Democratic lawmakers say they don’t have any inside information on what might happen and describe Attorney General Merrick Garland as someone who would make sure to run any investigation strictly “by the book.” But they also say the fact that Garland has provided little indication about whether the Department of Justice has its prosecutorial sights set on Trump doesn’t necessarily mean the former president isn’t likely to be charged.  

 Given the weight of public evidence, Democratic lawmakers think Trump committed federal crimes.  However, they also warn that Garland needs to proceed cautiously. Any prosecution that fails to convict Trump risks becoming a disaster and could vindicate Trump—just as the inconclusive report by former special counsel Robert Mueller’s team was seized upon by Trump and his allies to declare his exoneration on a separate series of allegations.

 Senator Richard Blumenthal (D-Connecticut) said “clearly what [Trump] did” in the days leading up and the day of the January 6 attack on Congress “falls in the ambit of what’s being investigated and perhaps is criminal.” 

 Senator Tim Kaine (D-Virginia) said it’s up to the prosecutors at the Justice Department whether to charge Trump, although he believes that the former president’s actions on and before January 6 likely violate federal law.  “They have all of the evidence at their disposal,” he said.  

According to The Hill, Kaine believes federal prosecutors are looking seriously at charges against Trump, although he doesn’t have any inside information about what they may be working on.  

 “My intuition is that they are” looking carefully at whether Trump broke the law, he said. “My sense is they’re looking [at] everything in a diligent way and they haven’t made a decision.” 

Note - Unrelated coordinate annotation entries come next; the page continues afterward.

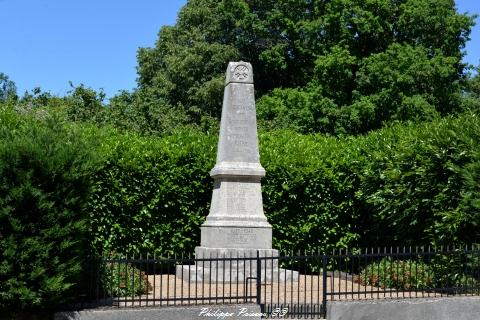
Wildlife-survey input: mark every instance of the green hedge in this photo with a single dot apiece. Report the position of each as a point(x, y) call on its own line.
point(67, 189)
point(404, 185)
point(45, 171)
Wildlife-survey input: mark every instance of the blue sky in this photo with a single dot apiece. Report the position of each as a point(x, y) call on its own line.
point(47, 43)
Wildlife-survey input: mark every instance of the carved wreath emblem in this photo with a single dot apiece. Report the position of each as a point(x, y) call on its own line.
point(240, 72)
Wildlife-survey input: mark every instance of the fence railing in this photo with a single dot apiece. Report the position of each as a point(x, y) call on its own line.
point(297, 284)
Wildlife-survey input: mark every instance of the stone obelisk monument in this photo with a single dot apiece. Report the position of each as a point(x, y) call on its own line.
point(236, 219)
point(236, 225)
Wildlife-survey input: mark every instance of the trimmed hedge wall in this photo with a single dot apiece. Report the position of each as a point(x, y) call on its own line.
point(45, 179)
point(404, 185)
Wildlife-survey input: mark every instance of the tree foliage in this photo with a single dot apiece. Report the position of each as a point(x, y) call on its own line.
point(8, 89)
point(356, 64)
point(45, 179)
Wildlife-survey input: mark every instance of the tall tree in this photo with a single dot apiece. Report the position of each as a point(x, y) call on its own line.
point(358, 63)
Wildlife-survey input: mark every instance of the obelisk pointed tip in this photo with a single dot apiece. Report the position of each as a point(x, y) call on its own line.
point(239, 72)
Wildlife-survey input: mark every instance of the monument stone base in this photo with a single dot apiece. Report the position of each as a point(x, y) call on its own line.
point(234, 265)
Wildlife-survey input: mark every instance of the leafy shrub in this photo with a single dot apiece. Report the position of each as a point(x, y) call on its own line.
point(123, 280)
point(45, 178)
point(443, 273)
point(399, 274)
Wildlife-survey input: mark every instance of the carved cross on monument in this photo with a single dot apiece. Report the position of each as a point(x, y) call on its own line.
point(236, 225)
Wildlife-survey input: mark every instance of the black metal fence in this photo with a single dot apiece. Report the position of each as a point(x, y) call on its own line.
point(294, 285)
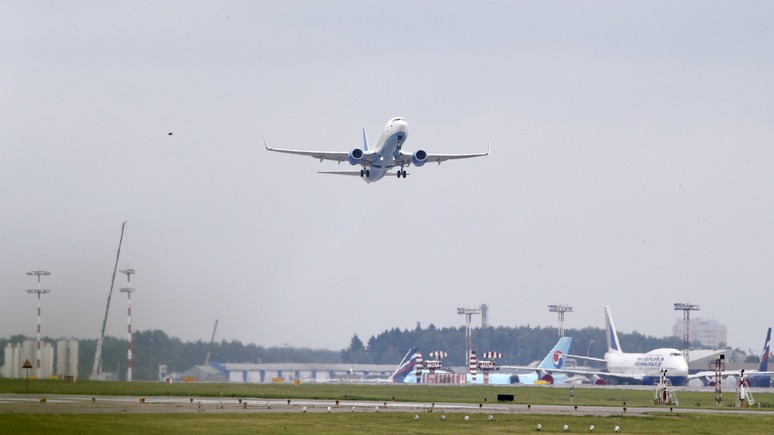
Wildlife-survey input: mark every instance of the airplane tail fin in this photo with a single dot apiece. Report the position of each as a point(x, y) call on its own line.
point(406, 366)
point(612, 336)
point(555, 358)
point(764, 367)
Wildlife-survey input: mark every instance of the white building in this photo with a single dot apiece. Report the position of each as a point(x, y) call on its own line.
point(708, 332)
point(17, 354)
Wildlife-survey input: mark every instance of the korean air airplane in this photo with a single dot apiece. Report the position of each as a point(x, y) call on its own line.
point(635, 368)
point(387, 155)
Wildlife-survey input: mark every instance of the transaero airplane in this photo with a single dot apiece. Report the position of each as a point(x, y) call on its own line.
point(638, 368)
point(377, 162)
point(754, 378)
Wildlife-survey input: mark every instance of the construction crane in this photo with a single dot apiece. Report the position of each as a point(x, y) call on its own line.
point(212, 340)
point(96, 371)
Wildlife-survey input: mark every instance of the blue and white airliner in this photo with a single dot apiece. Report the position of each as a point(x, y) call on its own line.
point(554, 360)
point(634, 368)
point(377, 162)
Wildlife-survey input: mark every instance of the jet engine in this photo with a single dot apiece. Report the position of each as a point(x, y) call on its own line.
point(355, 157)
point(419, 158)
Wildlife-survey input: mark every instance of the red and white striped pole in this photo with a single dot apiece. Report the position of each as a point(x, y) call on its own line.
point(128, 290)
point(38, 291)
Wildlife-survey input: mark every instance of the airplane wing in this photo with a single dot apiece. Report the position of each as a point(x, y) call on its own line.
point(336, 156)
point(438, 158)
point(351, 173)
point(591, 374)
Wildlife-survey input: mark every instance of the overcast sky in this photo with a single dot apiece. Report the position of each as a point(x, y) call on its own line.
point(631, 165)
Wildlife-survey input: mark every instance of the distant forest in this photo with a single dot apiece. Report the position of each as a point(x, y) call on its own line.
point(519, 346)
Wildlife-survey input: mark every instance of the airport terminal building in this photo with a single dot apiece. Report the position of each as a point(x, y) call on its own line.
point(287, 372)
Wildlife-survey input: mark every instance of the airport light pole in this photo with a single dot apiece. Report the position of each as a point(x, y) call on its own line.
point(686, 308)
point(560, 310)
point(38, 273)
point(468, 312)
point(128, 290)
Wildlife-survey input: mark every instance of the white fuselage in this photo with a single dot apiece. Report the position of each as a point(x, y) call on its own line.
point(387, 149)
point(649, 365)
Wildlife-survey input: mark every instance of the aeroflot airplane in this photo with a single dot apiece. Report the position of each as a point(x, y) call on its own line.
point(554, 360)
point(639, 368)
point(755, 378)
point(377, 162)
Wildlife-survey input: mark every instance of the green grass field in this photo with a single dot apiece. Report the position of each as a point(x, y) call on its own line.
point(381, 392)
point(379, 423)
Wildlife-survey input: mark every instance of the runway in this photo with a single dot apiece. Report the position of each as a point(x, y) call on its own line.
point(76, 404)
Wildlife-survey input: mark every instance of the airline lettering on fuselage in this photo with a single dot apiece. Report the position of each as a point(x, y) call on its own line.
point(649, 361)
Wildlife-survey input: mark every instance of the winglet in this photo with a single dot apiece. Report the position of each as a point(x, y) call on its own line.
point(764, 365)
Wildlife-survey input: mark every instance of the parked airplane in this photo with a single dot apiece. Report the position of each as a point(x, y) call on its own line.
point(386, 156)
point(634, 368)
point(555, 359)
point(755, 378)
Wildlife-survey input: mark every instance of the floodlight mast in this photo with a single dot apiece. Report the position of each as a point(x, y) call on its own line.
point(468, 312)
point(128, 290)
point(686, 308)
point(560, 310)
point(39, 272)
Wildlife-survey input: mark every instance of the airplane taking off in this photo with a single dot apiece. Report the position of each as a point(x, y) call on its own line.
point(638, 368)
point(405, 367)
point(553, 360)
point(377, 162)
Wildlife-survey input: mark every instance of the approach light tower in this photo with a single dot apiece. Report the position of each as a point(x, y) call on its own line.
point(560, 310)
point(686, 308)
point(128, 290)
point(39, 272)
point(468, 312)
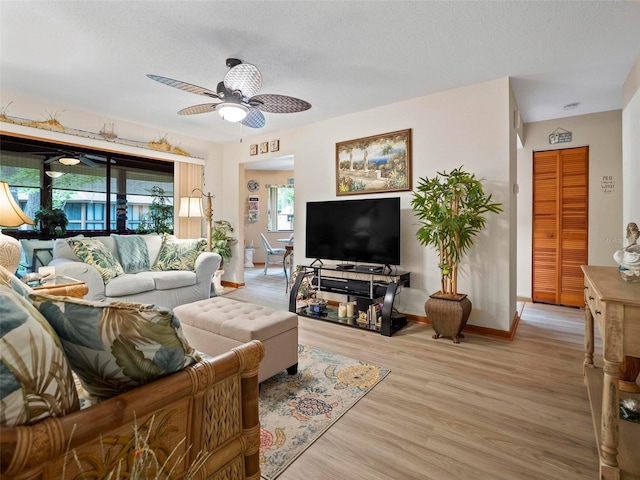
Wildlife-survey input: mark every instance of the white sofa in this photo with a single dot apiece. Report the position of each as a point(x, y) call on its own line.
point(163, 288)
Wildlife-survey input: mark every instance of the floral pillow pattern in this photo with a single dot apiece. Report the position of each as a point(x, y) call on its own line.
point(115, 347)
point(96, 254)
point(179, 254)
point(36, 380)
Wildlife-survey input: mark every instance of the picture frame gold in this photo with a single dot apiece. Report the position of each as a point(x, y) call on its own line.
point(375, 164)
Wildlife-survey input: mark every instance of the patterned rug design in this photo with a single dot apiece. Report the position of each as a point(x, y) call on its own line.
point(295, 410)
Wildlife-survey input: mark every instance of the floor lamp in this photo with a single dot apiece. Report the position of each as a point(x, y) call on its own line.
point(10, 216)
point(191, 207)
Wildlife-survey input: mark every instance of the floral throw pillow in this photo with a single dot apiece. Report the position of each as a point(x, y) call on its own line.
point(10, 280)
point(36, 380)
point(179, 254)
point(96, 254)
point(115, 347)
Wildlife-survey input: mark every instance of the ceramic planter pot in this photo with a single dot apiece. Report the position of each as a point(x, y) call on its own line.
point(448, 315)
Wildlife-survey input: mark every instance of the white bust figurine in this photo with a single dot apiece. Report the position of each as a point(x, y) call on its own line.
point(629, 256)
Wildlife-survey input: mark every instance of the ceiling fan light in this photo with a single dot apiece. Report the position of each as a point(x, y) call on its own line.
point(54, 174)
point(232, 112)
point(69, 161)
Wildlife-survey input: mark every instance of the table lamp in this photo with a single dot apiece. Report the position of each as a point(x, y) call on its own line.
point(10, 216)
point(191, 207)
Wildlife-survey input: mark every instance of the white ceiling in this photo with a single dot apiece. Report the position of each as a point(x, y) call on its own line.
point(341, 57)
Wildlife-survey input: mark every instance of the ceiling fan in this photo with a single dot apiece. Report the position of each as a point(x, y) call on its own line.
point(237, 97)
point(70, 158)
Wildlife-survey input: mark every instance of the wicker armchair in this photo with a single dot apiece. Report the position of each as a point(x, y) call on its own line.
point(209, 407)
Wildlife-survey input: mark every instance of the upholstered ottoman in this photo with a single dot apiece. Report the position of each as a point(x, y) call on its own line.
point(215, 325)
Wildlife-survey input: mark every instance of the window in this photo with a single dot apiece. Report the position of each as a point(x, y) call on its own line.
point(104, 192)
point(280, 210)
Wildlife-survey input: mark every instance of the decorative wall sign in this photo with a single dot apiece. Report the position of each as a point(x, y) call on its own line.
point(560, 135)
point(607, 185)
point(381, 163)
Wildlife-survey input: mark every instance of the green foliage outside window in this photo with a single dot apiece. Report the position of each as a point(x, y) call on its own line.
point(159, 219)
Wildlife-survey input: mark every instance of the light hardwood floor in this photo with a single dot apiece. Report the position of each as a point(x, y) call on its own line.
point(483, 409)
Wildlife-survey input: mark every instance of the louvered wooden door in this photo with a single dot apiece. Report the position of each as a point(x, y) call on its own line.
point(560, 225)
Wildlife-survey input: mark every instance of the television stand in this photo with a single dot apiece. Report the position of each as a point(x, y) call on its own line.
point(369, 268)
point(366, 287)
point(344, 266)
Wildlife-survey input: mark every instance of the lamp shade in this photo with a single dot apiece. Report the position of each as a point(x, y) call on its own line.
point(10, 216)
point(191, 207)
point(232, 112)
point(69, 161)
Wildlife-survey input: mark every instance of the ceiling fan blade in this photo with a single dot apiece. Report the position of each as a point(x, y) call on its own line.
point(53, 159)
point(187, 87)
point(254, 119)
point(87, 162)
point(202, 108)
point(244, 77)
point(279, 103)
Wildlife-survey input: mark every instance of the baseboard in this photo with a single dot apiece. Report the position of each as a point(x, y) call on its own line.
point(478, 330)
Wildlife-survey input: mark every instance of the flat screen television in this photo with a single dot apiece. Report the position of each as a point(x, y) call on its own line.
point(361, 231)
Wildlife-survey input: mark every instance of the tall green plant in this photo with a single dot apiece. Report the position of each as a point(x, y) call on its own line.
point(159, 219)
point(451, 208)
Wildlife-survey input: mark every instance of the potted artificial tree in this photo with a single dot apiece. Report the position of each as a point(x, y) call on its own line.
point(221, 243)
point(451, 208)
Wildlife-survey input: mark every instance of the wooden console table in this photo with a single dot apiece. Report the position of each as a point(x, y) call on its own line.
point(615, 306)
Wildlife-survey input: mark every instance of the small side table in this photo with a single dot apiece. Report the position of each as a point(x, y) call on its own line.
point(248, 256)
point(63, 286)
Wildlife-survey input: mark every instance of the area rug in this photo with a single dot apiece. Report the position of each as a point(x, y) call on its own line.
point(295, 410)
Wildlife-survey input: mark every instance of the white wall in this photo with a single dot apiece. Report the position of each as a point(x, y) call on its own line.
point(469, 126)
point(631, 147)
point(602, 133)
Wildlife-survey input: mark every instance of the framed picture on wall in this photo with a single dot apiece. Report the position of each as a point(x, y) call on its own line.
point(376, 164)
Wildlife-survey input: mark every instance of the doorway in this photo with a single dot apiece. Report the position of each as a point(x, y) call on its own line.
point(262, 209)
point(560, 225)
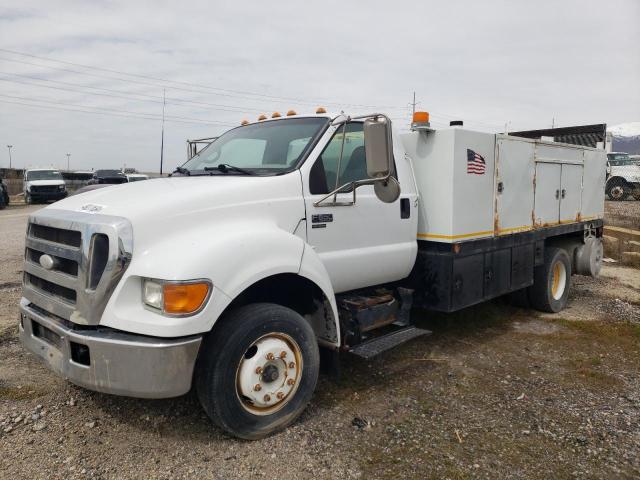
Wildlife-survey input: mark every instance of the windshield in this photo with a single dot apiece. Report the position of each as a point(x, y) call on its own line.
point(264, 148)
point(44, 175)
point(621, 160)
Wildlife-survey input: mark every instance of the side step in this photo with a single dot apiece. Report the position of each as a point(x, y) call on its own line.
point(377, 345)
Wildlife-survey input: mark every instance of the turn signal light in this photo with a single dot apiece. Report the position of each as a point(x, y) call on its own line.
point(420, 117)
point(184, 298)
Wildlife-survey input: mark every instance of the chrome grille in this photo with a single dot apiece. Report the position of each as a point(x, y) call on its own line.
point(89, 254)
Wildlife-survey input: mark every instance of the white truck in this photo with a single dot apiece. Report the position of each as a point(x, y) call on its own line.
point(43, 184)
point(623, 176)
point(297, 238)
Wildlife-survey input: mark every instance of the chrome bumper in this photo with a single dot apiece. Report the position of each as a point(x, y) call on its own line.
point(110, 361)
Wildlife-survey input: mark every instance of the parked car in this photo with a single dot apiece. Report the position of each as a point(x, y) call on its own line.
point(623, 176)
point(136, 177)
point(43, 184)
point(109, 177)
point(4, 194)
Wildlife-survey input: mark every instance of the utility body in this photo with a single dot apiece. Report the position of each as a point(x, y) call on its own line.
point(295, 236)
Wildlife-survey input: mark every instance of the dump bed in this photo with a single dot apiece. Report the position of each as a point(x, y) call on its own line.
point(478, 185)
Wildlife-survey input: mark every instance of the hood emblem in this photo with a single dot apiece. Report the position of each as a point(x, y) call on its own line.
point(47, 262)
point(91, 208)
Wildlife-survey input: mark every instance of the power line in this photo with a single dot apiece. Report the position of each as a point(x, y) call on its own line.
point(118, 113)
point(125, 95)
point(212, 90)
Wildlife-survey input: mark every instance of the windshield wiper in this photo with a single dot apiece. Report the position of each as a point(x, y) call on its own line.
point(225, 167)
point(182, 170)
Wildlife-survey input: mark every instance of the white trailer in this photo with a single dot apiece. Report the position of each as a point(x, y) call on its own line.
point(293, 237)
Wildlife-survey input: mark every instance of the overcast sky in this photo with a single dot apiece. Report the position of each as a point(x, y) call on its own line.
point(489, 63)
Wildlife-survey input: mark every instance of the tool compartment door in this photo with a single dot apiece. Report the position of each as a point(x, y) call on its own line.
point(547, 196)
point(570, 193)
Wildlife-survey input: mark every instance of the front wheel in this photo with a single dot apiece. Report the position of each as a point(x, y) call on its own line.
point(257, 370)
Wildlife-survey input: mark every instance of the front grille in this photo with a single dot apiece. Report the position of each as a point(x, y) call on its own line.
point(85, 257)
point(45, 188)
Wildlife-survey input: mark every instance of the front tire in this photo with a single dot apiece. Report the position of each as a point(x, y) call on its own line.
point(551, 282)
point(617, 189)
point(257, 370)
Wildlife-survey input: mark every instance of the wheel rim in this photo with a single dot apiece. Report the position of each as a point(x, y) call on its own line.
point(269, 374)
point(559, 280)
point(617, 192)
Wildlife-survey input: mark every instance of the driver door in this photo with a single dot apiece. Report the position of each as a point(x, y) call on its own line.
point(367, 243)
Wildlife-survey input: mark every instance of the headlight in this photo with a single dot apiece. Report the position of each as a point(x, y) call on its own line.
point(176, 298)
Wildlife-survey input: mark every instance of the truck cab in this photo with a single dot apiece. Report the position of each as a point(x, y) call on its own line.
point(42, 185)
point(295, 240)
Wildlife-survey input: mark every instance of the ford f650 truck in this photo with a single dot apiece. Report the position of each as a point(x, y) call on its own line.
point(293, 237)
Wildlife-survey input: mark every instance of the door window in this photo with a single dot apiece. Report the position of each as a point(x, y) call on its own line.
point(326, 174)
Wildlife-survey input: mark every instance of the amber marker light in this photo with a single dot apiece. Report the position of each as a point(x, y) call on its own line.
point(420, 117)
point(184, 298)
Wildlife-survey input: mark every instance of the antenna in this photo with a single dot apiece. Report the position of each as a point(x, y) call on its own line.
point(162, 137)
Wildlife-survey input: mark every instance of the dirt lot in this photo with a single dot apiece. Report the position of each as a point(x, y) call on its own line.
point(495, 392)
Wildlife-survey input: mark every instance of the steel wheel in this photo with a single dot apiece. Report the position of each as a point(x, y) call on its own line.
point(269, 374)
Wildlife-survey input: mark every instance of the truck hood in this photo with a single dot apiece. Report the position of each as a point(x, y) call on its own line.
point(166, 205)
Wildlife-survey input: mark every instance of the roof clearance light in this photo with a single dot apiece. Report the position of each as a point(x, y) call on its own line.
point(420, 122)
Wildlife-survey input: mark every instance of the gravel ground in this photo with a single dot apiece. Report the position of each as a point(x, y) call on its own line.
point(495, 392)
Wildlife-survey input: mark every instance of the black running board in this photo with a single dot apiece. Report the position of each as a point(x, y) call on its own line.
point(376, 346)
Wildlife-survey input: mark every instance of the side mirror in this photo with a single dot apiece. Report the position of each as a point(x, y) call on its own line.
point(378, 146)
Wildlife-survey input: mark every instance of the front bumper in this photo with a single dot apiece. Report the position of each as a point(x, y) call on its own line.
point(111, 361)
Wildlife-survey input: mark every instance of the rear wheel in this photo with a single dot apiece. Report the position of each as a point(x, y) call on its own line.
point(552, 280)
point(257, 370)
point(618, 189)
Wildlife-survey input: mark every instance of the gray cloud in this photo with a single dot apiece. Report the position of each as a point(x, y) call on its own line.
point(488, 63)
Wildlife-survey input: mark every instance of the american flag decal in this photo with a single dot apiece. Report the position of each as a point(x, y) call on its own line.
point(475, 163)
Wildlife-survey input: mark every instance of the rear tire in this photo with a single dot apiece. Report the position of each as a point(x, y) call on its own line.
point(244, 383)
point(618, 189)
point(551, 281)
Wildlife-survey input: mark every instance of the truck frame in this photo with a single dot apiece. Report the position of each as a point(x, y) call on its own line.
point(293, 241)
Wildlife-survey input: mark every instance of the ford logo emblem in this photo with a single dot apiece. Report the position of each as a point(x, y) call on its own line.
point(47, 262)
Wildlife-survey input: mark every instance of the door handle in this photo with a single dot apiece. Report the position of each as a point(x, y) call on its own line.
point(405, 208)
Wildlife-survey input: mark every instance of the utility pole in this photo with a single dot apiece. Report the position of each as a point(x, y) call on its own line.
point(162, 138)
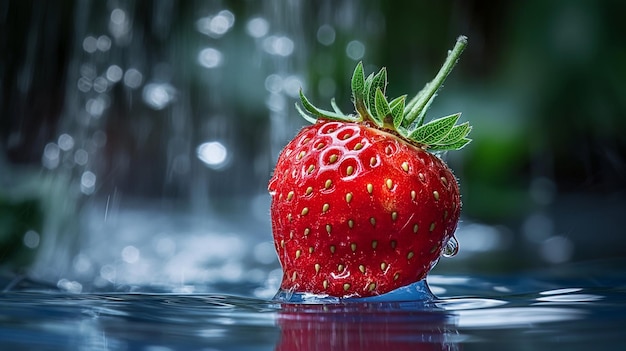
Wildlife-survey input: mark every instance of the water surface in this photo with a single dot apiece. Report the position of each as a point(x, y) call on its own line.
point(576, 307)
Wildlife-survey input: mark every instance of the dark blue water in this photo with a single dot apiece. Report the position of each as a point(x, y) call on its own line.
point(575, 307)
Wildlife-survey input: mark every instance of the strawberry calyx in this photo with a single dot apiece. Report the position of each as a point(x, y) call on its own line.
point(402, 118)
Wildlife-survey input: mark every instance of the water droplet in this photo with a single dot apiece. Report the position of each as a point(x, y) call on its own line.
point(451, 248)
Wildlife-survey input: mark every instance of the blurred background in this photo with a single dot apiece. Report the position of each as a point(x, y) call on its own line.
point(137, 137)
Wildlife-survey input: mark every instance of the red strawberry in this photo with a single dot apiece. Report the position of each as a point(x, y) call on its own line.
point(359, 205)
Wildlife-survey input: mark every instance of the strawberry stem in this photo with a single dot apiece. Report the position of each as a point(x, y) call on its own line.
point(417, 106)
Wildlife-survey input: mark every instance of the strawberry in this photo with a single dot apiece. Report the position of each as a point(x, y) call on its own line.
point(360, 205)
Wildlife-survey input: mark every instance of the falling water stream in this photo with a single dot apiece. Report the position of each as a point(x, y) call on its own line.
point(156, 233)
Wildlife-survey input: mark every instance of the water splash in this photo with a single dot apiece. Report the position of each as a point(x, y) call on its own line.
point(416, 292)
point(451, 248)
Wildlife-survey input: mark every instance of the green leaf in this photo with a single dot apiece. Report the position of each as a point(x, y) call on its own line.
point(422, 100)
point(358, 89)
point(397, 110)
point(450, 147)
point(304, 115)
point(366, 89)
point(316, 112)
point(456, 133)
point(383, 111)
point(378, 82)
point(335, 107)
point(433, 131)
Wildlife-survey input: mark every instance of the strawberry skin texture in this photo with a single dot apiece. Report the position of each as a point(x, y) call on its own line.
point(357, 211)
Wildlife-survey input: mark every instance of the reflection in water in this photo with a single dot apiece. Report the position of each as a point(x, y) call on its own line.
point(572, 317)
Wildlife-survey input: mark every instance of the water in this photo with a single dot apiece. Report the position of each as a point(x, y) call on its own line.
point(574, 308)
point(154, 233)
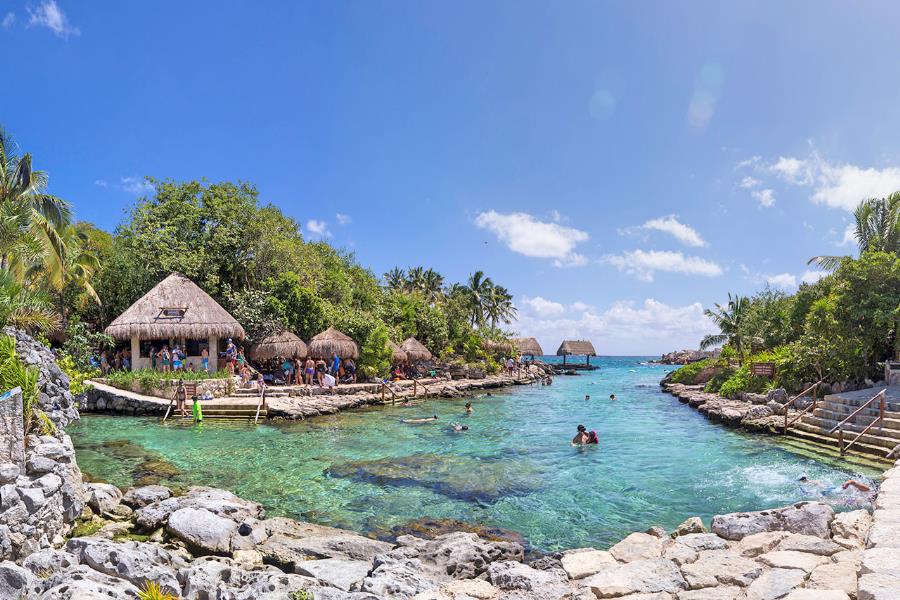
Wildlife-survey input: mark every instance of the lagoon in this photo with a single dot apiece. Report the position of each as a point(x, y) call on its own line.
point(658, 462)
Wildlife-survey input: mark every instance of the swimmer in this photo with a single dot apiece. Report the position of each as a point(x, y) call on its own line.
point(426, 420)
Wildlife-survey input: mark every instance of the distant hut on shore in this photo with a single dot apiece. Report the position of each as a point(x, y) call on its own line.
point(282, 344)
point(415, 350)
point(576, 348)
point(330, 342)
point(175, 312)
point(397, 354)
point(529, 347)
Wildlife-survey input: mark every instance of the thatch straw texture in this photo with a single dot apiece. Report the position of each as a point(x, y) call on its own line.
point(415, 351)
point(279, 345)
point(528, 346)
point(576, 348)
point(495, 346)
point(331, 341)
point(202, 317)
point(397, 353)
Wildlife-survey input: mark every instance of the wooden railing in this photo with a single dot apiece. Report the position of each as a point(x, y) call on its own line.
point(813, 388)
point(882, 395)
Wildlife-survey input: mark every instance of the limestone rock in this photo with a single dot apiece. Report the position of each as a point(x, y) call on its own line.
point(638, 546)
point(583, 563)
point(202, 529)
point(639, 577)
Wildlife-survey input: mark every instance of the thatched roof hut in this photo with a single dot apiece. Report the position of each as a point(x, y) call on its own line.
point(397, 353)
point(576, 348)
point(175, 308)
point(331, 341)
point(283, 344)
point(529, 346)
point(415, 351)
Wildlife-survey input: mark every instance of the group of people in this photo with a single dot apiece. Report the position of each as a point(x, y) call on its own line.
point(337, 370)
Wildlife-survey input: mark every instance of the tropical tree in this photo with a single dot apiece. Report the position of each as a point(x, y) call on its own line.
point(30, 218)
point(478, 290)
point(730, 320)
point(876, 228)
point(498, 306)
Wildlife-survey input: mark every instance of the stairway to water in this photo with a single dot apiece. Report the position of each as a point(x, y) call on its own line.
point(879, 441)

 “I believe there are federal statutes that are very much implicated” by Trump’s efforts to overturn President Biden’s victory in the 2020 election, Kaine added.  

 Senator Sherrod Brown (D-Ohio) said, “I think anybody who it’s proven had a role in the planning of [the Jan. 6 attack] should be prosecuted—not just the people who broke in and smashed the window in my office and others.” 

 “I think anybody that’s shown to have had a role in its planning absolutely should be prosecuted,” he added. “I mean it was treason, it was trying to overturn an election through violent means.”  

 Asked whether Trump broke the law, Brown said “I’m not going to say he’s guilty before I see evidence,” but he also said there’s “a lot of evidence that he was complicit.”  

 Garland gave Democrats a tantalizing hint when he announced the day before the first anniversary of the January 6 attack that he would prosecute those responsible “at any level” for what he called “the assault on our democracy.” 

“The Justice Department remains committed to holding all January 6 perpetrators, at any level, accountable under law—whether they were present that day or were otherwise criminally responsible,” he said.  

 It was a potentially significant statement from an attorney general who otherwise keeps his cards close to the vest.

 On the other side of the equation, a Democratic senator who requested anonymity to comment on the possibility of a federal prosecution of Trump warned that it would take only one pro-Trump juror to derail a conviction and that failure to win any case in court would have disastrous consequences.  

“If you pull the trigger on this one, you have to make sure that you don’t miss, because this is one if you miss it essentially validates the conduct,” the senator warned.